Ticking Up and Winding Down: Soldiers Live by Glen Cook, Part 1
And so we near the end of our months-long march through the ten books of Glen Cook’s groundbreaking Black Company series. While best remembered as one of the first military fantasy series, one important takeaway is that it’s not that at all. Yes, the Black Company, the last Free Company of Khatovar, is the main “character” of the books, but the tale told is filled with so much more than just war. War is always on the horizon, just a chapter or two away, but Cook’s 3,500-page saga gives us the Company in times of peace and times of flight. He shows how it grows, evolves, and mutates into something different but still the same, bound by four-and-a-half centuries of tradition. Its soldiers possess an intense fealty to the Company as the thing that sets them apart from the world in which they can find no other place.
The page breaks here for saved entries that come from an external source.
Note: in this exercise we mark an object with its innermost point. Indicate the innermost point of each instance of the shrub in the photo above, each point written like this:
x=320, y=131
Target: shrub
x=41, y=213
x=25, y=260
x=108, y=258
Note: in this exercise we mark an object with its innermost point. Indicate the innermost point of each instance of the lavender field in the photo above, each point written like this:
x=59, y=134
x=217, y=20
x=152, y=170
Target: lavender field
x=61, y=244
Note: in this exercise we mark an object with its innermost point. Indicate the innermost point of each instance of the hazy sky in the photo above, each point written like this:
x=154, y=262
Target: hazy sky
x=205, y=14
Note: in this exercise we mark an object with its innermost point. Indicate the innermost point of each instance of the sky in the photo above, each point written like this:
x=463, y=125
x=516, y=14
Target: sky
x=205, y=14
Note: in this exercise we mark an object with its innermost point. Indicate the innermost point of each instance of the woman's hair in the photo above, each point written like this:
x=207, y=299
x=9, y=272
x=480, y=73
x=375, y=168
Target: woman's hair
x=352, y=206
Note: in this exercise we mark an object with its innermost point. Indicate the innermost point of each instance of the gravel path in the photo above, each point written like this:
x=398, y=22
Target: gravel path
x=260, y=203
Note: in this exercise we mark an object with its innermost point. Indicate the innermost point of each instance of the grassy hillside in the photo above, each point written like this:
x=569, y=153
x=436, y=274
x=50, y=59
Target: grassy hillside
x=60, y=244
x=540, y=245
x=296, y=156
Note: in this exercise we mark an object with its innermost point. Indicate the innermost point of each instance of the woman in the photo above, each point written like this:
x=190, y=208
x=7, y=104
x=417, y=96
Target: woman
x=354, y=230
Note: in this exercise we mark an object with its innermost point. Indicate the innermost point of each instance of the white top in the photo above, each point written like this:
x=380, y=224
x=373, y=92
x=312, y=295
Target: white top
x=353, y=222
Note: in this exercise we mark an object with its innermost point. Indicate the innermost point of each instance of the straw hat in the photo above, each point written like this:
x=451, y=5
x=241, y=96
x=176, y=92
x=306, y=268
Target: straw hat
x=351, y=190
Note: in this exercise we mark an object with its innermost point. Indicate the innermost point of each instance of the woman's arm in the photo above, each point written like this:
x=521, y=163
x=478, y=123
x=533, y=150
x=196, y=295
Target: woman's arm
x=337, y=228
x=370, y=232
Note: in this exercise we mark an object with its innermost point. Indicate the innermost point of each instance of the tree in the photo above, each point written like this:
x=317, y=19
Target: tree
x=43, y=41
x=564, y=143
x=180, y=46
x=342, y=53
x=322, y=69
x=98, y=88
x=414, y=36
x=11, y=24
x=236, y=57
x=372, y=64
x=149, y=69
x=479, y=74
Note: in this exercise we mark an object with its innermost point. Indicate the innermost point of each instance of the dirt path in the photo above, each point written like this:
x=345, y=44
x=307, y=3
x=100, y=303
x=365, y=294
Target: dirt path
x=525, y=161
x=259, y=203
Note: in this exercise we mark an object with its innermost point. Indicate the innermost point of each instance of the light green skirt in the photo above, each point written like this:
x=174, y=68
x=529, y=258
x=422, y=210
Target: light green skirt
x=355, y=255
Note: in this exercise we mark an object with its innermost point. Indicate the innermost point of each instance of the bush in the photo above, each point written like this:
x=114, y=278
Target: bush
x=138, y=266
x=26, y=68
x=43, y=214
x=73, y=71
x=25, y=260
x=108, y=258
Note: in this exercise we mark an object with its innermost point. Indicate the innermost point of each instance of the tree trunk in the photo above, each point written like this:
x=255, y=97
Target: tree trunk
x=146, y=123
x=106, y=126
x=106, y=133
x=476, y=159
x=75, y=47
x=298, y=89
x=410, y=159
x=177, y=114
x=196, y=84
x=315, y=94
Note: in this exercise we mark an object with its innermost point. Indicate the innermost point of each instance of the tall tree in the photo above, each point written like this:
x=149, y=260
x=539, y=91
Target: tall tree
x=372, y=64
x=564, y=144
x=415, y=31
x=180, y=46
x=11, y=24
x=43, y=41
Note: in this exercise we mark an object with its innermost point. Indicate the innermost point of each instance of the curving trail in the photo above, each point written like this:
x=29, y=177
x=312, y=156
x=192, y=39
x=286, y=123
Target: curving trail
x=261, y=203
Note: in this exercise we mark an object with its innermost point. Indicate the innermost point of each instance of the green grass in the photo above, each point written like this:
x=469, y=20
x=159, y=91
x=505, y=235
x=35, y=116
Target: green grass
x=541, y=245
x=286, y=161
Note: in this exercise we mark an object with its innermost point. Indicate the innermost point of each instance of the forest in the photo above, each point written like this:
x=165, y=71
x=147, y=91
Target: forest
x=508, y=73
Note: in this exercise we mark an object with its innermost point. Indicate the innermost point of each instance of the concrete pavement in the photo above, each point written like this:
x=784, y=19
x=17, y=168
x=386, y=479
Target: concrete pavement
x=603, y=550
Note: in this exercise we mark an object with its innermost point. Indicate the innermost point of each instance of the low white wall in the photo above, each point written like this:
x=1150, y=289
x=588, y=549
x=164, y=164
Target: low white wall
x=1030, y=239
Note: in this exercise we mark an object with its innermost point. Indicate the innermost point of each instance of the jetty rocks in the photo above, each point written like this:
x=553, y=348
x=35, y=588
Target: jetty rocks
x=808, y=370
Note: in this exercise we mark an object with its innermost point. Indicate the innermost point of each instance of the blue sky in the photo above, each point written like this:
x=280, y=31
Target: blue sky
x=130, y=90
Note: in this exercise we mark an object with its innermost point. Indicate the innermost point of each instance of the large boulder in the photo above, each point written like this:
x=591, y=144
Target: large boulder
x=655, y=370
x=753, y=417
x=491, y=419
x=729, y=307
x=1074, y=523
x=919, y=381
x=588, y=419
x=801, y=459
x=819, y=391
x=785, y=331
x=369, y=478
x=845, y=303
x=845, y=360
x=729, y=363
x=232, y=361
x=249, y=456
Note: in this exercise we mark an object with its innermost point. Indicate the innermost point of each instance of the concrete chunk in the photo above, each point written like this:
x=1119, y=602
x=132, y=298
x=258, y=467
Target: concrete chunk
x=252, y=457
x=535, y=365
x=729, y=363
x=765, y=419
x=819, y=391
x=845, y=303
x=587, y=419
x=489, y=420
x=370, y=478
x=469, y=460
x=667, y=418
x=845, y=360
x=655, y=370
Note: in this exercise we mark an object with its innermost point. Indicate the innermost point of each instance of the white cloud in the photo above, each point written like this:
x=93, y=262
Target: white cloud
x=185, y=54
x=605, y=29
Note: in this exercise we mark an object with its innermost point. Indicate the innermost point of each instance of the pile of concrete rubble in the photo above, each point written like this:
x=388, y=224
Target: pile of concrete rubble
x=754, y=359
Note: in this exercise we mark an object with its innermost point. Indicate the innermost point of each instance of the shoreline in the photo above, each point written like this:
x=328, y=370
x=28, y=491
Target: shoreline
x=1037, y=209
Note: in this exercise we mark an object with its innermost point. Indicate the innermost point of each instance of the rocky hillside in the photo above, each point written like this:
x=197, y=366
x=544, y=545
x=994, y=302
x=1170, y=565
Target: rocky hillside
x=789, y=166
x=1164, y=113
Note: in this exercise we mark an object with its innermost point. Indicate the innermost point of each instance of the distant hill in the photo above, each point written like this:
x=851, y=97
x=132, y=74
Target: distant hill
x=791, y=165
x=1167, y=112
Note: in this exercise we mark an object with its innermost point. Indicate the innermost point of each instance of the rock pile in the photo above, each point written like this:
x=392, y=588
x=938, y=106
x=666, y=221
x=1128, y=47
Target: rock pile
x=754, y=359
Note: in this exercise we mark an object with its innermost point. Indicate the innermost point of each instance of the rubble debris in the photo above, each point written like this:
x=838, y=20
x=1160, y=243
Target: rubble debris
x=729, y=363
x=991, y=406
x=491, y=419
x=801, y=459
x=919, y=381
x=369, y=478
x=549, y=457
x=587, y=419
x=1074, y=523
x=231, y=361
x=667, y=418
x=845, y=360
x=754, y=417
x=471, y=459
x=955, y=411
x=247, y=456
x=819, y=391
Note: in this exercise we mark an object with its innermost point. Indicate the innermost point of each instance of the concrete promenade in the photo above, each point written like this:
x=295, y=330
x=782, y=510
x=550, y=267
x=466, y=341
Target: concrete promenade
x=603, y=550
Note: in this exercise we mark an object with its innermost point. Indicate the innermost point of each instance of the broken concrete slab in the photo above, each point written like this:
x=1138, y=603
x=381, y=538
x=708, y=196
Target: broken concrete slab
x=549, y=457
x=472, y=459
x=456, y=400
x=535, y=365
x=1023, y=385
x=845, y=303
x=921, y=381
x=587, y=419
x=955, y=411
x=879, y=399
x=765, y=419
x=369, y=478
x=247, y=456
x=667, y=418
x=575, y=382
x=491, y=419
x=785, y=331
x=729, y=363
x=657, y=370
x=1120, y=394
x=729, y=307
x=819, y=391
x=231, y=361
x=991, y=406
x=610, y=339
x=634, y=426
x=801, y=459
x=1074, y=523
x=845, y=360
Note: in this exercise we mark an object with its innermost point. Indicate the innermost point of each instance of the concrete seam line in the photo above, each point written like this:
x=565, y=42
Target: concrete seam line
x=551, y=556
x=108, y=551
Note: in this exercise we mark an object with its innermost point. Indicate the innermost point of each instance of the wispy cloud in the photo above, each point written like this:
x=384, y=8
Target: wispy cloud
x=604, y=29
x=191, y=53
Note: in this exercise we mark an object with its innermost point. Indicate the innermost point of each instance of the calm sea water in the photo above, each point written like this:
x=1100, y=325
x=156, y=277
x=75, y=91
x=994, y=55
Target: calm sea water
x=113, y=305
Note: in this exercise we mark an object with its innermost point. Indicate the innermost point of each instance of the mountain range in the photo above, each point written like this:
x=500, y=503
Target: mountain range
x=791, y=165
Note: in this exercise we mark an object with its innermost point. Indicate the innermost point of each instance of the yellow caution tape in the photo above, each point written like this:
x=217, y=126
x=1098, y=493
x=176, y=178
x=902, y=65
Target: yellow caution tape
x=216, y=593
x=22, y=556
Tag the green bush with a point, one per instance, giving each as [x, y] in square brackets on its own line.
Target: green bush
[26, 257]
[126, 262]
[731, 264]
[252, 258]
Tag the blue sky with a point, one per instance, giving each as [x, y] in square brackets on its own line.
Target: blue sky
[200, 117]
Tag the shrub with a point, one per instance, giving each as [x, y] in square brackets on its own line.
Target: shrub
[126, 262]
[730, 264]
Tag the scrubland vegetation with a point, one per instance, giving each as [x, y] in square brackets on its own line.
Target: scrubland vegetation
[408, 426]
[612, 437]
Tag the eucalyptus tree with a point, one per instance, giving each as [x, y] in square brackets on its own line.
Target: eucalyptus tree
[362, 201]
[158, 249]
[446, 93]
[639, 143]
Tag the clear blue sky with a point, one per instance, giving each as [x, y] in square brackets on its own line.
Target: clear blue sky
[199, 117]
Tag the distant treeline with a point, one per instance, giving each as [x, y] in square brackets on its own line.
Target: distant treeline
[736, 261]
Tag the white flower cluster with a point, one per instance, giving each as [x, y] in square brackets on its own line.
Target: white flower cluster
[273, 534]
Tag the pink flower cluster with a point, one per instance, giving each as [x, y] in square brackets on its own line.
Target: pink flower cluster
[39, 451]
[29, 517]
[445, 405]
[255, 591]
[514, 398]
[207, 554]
The title for Soldiers Live (2000) comes from a cryptic statement made to Sleepy in Water Sleeps by the stroke-incapacitated One-Eye: “Soldiers live. And wonder why.” Sleepy interprets it as the question every soldier asks each time they survive a battle but comrades are laid low by swords and arrows. It became her mantra, taking the place of the larger question she asked of herself in the last pages of Water Sleeps.
For now, I just rest. And indulge myself in writing, in remembering the fallen, in considering the strange twists life takes, in considering what plan God must have if the good are condemned to die young while the wicked prosper, if righteous men can commit deep evil while bad men demonstrate unexpected streaks of humanity.
Soldiers live. And wonder why.
Four years have passed, and the Company is safer than it has ever been. Using one of the Shadowgates on the Plain of Glittering Stone, Sleepy led the Company beyond the reach of Soulcatcher and Mogaba and into another world. Despite the sanctuary it’s found, the Company is a changed thing. Goblin died fighting Kina, One-Eye is increasingly weakened by a series of strokes, and Croaker, Lady, and Murgen haven’t fully recovered from the effects of being trapped in stasis for fifteen years. Willow Swan is balding and the remains of his flowing blond locks are gray. Still, there is peace and, in a nice touch, Croaker has again taken up the Annalist’s pen. It’s through his jaundiced vision the final chapter of this epic will be seen.